I state now (that is my right) that in special relativity we have a smooth transition from the equations which describe a tardyon to the equation which describe a photon i.e. if in the equations presented above i make u'=c I should recover the equations which account for the behaviour of a photon
p(c)=gp'(c)((1+V/c)/(1-V/c))^1/2
E(c)=gE'(c)((1+V/c)/((1-V/c(^1/2

showing that in the case of a photon the transformation is performed in both cases by the same Doppler factor.
Please let me know if there is a flow in my way of thinking.
sine ira et studio:rofl:
 
  • #5
bernhard.rothenstein
991
1
photon energy (mass??) momentum

Doesn't look right. Here are the correct ones:

http://hyperphysics.phy-astr.gsu.edu/hbase/relativ/vec4.html

With all respect but I think your answers are stante pede)
If you look with more attention to the equations I propose and to the equations to which you send me you will se that they represent one and the same thing. My presentation presents the advantage that it underlines the part played by the speed of the tardyon in the two inertial reference frames between which we perform the transformation. Thank you for your participation at my thread and let me know if there is some flow in my presentation.:rofl:
 
  • #6
nakurusil
329
0
With all respect but I think your answers are stante pede)
If you look with more attention to the equations I propose and to the equations to which you send me you will se that they represent one and the same thing. My presentation presents the advantage that it underlines the part played by the speed of the tardyon in the two inertial reference frames between which we perform the transformation. Thank you for your participation at my thread and let me know if there is some flow in my presentation.:rofl:

Energy-momentum forms the coordinates of a 4-vector that transform together, i.e. each expresion contains both energy and momentum. Your equations transform momentum separate from the energy transformation. Can you prove that they mean the same thing as the standard transformations?
 
Last edited:
  • #7
bernhard.rothenstein
991
1
from the tardyon to the photon

Energy-momentum forms the coordinates of a 4-vector that transform together, i.e. each expresion contains both energy and momentum. Your equations transform momentum separate from the energy transformation. Can you prove that they mean the same thing as the standard transformations?

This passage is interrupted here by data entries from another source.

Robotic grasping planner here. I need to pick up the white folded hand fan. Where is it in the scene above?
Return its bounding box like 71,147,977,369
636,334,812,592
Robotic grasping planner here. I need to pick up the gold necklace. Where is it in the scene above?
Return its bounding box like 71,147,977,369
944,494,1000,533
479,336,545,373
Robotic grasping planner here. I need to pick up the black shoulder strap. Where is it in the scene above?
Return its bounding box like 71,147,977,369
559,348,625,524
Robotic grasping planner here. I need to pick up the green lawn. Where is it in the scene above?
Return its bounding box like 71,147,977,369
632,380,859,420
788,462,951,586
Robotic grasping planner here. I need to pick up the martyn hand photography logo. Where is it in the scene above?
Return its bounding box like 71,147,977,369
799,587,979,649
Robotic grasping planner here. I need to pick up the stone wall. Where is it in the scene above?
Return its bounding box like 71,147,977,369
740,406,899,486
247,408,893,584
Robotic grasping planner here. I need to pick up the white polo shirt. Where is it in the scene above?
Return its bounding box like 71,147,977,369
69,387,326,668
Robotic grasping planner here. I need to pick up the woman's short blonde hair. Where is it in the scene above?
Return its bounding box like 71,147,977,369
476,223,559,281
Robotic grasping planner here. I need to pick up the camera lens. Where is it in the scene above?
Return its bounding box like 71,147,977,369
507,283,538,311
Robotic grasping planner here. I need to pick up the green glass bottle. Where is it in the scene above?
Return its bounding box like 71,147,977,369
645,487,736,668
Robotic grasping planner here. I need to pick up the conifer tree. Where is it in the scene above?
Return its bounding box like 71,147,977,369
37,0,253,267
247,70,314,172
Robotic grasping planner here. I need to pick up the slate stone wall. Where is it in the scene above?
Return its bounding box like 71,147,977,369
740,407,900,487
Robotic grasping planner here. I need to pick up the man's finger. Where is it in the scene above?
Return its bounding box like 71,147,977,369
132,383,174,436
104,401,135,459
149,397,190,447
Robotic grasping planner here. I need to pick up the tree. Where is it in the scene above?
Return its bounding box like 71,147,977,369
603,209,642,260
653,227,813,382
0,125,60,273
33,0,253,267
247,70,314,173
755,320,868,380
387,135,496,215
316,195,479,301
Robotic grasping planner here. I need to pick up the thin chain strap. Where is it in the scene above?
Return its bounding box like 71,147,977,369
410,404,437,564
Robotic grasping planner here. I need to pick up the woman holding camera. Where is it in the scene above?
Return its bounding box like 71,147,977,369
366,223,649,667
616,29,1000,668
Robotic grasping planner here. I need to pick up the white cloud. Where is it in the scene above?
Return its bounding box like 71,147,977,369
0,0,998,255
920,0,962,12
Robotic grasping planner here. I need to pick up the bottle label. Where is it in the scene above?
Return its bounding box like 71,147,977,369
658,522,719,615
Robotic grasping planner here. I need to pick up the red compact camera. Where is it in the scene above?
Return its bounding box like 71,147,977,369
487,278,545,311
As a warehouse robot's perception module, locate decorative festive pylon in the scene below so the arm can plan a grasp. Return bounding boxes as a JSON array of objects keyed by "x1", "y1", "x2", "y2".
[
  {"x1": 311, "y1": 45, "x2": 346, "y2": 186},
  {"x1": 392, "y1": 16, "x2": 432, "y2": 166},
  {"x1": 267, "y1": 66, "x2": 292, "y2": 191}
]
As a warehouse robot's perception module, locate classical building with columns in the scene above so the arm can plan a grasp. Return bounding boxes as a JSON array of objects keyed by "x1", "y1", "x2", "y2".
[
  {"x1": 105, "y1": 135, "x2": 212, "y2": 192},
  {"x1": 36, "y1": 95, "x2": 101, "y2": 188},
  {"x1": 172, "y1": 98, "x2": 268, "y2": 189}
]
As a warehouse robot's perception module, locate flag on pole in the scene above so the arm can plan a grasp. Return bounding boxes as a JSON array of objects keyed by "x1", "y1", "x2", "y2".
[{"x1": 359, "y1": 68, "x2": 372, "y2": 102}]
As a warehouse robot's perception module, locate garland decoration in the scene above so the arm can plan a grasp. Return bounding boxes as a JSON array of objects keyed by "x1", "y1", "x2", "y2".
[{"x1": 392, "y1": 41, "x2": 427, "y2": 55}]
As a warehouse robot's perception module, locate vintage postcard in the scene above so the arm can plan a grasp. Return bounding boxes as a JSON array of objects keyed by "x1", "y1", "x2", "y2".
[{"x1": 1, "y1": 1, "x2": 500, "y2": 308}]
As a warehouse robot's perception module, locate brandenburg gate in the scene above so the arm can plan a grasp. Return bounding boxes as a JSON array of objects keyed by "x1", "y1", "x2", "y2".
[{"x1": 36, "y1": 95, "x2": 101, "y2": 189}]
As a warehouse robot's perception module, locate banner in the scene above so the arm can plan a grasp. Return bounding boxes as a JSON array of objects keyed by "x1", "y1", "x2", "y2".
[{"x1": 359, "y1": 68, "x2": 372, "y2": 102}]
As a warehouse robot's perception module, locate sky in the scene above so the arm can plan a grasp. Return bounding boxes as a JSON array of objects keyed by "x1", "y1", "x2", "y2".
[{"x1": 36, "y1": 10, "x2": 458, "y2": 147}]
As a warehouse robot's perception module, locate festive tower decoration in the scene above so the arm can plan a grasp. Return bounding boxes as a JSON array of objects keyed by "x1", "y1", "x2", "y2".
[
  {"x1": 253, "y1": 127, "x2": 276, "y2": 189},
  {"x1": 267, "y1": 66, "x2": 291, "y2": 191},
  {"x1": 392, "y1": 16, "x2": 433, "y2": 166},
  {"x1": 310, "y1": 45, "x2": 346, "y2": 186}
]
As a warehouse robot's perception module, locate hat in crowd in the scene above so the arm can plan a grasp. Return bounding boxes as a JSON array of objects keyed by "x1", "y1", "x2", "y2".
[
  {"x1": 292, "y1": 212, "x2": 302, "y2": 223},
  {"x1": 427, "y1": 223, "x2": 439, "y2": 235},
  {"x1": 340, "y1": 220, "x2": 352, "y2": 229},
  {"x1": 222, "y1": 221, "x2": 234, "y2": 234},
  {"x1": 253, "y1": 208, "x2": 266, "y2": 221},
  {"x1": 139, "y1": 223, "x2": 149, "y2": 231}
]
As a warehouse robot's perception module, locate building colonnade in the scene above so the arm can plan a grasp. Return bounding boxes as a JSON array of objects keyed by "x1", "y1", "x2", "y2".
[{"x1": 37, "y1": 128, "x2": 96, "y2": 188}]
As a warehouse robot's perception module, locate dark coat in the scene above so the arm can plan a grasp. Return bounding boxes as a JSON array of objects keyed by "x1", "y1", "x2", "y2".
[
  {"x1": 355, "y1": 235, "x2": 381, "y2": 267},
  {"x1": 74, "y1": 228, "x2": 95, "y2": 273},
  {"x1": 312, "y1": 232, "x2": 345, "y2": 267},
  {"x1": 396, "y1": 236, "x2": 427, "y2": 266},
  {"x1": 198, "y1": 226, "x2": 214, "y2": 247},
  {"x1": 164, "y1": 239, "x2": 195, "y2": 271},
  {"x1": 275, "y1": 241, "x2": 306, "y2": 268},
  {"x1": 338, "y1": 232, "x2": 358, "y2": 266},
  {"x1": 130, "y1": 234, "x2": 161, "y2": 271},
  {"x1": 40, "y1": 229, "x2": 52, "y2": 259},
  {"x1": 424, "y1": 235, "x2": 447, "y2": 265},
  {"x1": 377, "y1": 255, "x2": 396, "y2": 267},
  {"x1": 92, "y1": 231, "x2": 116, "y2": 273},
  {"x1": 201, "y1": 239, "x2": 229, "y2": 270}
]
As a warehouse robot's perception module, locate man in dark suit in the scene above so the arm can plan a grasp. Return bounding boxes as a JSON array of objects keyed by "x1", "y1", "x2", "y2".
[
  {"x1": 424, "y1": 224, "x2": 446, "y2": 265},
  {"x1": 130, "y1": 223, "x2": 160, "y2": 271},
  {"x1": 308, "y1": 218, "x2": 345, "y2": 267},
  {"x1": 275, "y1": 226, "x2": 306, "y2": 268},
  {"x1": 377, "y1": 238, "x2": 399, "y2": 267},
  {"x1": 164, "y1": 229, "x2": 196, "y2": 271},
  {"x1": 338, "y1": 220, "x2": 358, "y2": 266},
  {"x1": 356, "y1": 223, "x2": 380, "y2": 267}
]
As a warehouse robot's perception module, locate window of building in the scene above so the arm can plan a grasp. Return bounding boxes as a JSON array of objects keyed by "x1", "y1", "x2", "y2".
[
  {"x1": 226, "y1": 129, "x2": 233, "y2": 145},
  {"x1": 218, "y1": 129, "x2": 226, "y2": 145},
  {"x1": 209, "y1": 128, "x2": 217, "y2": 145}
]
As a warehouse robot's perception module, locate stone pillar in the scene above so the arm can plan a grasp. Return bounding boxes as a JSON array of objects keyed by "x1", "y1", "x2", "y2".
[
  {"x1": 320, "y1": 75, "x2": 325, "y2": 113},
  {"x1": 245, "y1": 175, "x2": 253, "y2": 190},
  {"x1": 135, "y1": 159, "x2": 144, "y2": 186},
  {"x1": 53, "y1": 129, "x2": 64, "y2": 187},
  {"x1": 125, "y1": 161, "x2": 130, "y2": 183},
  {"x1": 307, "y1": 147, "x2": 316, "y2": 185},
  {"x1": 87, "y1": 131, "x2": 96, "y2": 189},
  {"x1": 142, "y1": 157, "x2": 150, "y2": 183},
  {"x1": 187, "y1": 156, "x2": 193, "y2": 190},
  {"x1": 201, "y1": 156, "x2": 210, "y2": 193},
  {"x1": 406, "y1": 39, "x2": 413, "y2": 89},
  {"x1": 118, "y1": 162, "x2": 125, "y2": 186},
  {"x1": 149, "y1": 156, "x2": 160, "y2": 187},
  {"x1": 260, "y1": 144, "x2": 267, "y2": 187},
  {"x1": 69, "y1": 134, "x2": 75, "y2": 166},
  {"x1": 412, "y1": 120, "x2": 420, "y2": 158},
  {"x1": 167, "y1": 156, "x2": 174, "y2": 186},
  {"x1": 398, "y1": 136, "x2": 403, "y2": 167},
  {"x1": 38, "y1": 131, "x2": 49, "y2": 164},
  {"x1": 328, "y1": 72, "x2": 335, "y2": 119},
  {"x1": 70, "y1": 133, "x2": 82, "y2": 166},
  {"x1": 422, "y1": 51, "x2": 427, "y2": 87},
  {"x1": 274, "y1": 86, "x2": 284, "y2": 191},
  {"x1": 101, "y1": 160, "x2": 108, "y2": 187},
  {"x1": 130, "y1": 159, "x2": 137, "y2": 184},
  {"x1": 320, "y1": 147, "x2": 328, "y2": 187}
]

Thanks for your help. IMHO special relativity does not start and does not end with the four vectors. Yes I can. Start with (I have in mind the OX(O'X') components of the momentum. Start with (W.G.V. Rosser, Classical Electromagnetism via Relativity, (Butherworth 1967) p.14)
p=g(p'+VE'/cc)=gp'(1+V/u') (1)
E=g(E'+Vp')=gE'(1+Vu'/cc) (2)
(O.K.?)
What I have in mind is that the functions (1+V/u') and (1+Vu'/cc) have the same limit for u'=c and that is why I say that special relativity theory ensures a smooth transition from the equations that describe the behaviour of a tardyon to those that describe the behaviour of a photon.
I trhink that we can express the right hand side of (1) as a function of E' only and the right side of (2) as a function of p' only. Special relativity is a flexible theory.
Please let me know your oppinion.
sine ira et studio
 
  • #8
nakurusil
329
0
photon momentum and energy is a frequent topic on the forum. consider a tardyon (u<c) the momentum of which transforms as
p=gp'(1+V/u') (1)
E=gE'(1+Vu'/c^2) (2)

The above formulas are not correct. The RHS needs to be in expression in BOTH p' AND E'. You must be doing something like assuming E'=p'c but this is true for photons only (massless particles), and not for tardyons as you are claiming in your opening sentence above.
 
  • #9
nakurusil
329
0
Thanks for your help. IMHO special relativity does not start and does not end with the four vectors. Yes I can. Start with (I have in mind the OX(O'X') components of the momentum. Start with (W.G.V. Rosser, Classical Electromagnetism via Relativity, (Butherworth 1967) p.14)
p=g(p'+VE'/cc)=gp'(1+V/u') (1)
E=g(E'+Vp')=gE'(1+Vu'/cc) (2)
(O.K.?)

I am afriad that it is not ok.
You are starting with
p=g(V)*(p'+VE'/c^2) (1)
E=g(v)*(E'+Vp') (2)


This is ok (it is the standard 4-vector transformation). Then you are doing something strange to the above formulas that brings in u'. What is u'? Where is it coming from? What does all of this have to do with photons? How do you derive the second set of equalities?
 
  • #10
bernhard.rothenstein
991
1
tardyon to photon transition

I am afriad that it is not ok.
You are starting with
p=g(V)*(p'+VE'/c^2) (1)
E=g(v)*(E'+Vp') (2)


This is ok (it is the standard 4-vector transformation). Then you are doing something strange to the above formulas that brings in u'. What is u'? Where is it coming from? What does all of this have to do with photons? How do you derive the second set of equalities?[/QU:approve: QUOTE]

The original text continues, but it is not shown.